Edge computing and the distributed nature of industrial operations complement cloud computing. An edge to cloud architecture enables enterprises to take advantage of the operational intelligence needed at the industrial edge, while also allowing augmented big data analytics and broad visualization in the cloud. Building an edge to enterprise reference architecture requires collaboration between operations and IT to ensure requirements are considered all the way from the asset or field operations edge through the enterprise, including security.
Delivering results from the edge
There are numerous and varied applications for IIoT edge computing within the oil and gas sector. “Unconnected environments such as production wells, pipelines, compression stations, underground gas storage facilities or under-connected environments such as offshore rigs, construction yards and vessels can be connected, facilitating local data processing and communications to enable smart platforms or digital yards,” Ren says.
Another stumbling block in digitalization that the oil and gas industry faces is a large amount of legacy equipment that is out in the field and still performing.

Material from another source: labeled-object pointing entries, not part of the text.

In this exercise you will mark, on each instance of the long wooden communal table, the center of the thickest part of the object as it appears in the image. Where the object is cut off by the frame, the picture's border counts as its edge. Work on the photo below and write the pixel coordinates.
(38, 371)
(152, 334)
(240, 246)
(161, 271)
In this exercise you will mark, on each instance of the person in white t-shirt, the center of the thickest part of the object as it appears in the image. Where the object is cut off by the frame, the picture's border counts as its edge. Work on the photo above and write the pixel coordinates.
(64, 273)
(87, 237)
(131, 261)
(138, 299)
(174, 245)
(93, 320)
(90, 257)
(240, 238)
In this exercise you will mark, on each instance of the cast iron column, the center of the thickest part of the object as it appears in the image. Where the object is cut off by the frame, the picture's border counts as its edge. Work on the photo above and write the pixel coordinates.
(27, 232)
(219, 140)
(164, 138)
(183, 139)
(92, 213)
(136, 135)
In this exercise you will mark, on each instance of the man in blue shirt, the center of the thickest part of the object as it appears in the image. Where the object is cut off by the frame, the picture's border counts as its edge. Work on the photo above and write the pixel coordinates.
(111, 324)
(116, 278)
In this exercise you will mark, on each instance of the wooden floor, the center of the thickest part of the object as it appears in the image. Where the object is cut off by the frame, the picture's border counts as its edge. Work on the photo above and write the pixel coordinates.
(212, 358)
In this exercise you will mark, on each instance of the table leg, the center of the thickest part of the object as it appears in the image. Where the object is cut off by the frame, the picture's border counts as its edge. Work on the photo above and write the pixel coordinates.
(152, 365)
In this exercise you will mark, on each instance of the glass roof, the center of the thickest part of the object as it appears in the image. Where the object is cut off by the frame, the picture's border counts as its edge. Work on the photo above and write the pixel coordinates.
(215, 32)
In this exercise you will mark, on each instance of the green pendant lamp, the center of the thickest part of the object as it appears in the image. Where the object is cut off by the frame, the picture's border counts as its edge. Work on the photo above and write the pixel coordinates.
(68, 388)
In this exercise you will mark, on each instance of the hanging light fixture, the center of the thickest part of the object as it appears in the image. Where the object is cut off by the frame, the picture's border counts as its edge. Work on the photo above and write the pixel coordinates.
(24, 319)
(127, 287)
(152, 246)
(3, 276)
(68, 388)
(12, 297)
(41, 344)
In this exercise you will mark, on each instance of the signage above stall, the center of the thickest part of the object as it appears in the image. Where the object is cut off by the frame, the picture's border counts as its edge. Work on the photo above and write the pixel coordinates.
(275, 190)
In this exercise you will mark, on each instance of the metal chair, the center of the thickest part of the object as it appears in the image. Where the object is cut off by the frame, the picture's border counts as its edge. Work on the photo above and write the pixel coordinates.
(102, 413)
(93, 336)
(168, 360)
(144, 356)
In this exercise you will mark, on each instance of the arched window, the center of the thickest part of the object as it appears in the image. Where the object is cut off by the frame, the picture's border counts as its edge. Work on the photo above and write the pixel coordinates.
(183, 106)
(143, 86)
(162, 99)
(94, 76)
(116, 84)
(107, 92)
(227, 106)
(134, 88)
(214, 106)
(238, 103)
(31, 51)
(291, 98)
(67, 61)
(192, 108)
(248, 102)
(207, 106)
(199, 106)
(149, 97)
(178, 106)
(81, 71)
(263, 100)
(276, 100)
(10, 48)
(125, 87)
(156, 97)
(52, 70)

Edge computing offers the possibility of connecting this existing legacy equipment such as analog meters or gauges, as well as standalone processes so they can be digitalized and integrated for a more robust network that can deliver real-time information allowing intelligent decisions to be made in the field.

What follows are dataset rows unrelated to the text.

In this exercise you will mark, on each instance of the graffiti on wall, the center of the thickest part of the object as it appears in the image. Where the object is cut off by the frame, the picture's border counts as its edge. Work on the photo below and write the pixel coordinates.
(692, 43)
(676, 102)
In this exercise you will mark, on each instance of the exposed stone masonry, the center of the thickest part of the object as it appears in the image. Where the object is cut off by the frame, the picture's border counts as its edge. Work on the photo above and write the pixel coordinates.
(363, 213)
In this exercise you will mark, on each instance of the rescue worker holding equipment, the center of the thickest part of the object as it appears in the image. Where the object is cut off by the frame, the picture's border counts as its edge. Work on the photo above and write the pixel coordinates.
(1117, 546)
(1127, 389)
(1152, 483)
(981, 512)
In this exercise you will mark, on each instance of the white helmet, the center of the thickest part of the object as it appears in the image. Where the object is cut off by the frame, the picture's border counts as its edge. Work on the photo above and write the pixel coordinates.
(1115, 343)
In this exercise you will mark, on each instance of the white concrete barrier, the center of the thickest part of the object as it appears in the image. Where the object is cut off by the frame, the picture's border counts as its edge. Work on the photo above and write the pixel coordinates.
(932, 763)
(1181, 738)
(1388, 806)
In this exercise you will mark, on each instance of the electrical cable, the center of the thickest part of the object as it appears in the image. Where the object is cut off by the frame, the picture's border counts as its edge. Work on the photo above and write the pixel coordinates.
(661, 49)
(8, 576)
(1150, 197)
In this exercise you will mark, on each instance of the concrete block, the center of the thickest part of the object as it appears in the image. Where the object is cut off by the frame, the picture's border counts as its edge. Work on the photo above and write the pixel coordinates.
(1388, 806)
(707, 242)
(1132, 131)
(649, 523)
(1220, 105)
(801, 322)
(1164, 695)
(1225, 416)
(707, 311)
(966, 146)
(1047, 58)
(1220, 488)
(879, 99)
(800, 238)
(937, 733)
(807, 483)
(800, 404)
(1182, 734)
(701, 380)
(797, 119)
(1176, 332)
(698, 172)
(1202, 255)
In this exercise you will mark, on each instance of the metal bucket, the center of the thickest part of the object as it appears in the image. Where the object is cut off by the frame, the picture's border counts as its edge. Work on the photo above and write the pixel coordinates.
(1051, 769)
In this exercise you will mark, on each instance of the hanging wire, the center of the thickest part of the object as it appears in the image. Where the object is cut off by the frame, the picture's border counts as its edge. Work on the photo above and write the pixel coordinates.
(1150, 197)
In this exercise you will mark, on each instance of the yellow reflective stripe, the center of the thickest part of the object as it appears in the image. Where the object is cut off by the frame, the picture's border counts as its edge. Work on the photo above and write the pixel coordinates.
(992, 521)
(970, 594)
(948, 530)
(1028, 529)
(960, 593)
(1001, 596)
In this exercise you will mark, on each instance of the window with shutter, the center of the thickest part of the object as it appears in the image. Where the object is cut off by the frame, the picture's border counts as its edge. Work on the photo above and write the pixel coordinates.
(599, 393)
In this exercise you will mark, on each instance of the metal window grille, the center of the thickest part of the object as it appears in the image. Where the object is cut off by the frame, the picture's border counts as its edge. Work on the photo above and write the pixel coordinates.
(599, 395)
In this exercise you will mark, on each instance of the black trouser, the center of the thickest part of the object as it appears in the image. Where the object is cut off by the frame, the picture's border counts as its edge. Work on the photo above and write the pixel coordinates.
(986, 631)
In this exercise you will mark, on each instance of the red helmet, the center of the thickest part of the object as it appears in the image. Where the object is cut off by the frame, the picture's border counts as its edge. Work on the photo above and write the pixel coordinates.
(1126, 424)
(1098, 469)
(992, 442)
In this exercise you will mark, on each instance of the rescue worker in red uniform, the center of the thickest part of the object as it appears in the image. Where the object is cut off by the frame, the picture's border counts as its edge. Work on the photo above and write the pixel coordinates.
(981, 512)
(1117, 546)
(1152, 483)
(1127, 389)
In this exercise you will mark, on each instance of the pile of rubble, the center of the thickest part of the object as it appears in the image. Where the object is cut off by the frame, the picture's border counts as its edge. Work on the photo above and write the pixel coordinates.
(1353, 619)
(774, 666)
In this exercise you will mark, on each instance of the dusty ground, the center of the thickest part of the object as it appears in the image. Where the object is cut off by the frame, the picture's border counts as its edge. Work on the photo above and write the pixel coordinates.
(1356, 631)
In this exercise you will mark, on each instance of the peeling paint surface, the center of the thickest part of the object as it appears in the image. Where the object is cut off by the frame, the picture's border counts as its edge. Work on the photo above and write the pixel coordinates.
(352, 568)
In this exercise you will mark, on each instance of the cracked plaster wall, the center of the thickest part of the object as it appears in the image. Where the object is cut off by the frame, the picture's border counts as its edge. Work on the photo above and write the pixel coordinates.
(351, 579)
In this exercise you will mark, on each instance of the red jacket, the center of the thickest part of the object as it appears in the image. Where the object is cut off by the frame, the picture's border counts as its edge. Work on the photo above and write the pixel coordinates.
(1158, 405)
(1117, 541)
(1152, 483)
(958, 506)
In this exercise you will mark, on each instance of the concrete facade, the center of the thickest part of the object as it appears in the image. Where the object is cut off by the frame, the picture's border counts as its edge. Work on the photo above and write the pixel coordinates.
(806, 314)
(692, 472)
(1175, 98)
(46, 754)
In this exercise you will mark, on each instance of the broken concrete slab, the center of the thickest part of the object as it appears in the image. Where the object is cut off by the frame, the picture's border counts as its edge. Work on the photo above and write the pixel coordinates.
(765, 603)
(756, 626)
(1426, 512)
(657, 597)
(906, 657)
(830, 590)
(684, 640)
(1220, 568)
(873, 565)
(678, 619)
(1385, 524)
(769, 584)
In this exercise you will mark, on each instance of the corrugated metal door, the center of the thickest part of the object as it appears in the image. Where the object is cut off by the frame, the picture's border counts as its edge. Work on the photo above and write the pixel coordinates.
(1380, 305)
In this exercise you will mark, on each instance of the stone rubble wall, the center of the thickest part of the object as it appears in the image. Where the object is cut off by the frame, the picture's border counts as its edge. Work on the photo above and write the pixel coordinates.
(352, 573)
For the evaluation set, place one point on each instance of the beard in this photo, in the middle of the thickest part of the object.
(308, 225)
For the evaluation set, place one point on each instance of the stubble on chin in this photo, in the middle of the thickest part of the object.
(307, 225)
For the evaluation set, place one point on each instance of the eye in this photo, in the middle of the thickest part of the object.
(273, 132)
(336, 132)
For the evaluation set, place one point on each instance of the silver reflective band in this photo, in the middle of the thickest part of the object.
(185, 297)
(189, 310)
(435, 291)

“When it comes to monitoring, the availability of real-time tracking information facilitated by edge computing helps operators make better business decisions on moving assets,” Ren adds. “Tracking the flow of crude and natural gas within these complex supply chains and their interconnections, from wellheads through the pipelines and on to processing facilities and distribution fleets, the access to real-time information allows for better outcomes.
“There are also safety considerations when it comes to knowing in real-time the performance of your assets. Edge computing can bring additional prediction, detection, and monitoring through edge computing in complex or rapidly changing situations that can improve worker health and safety, safeguard critical infrastructure, and minimize environmental impact.”
Edge computing transforms the oil and gas industry by delivering predictive operations, and its use will grow over the coming years. It does not come without challenges, such as lack of skills and a necessary change in company culture, but the technology has been developed, proven, and is already reaping the rewards for the early adopters.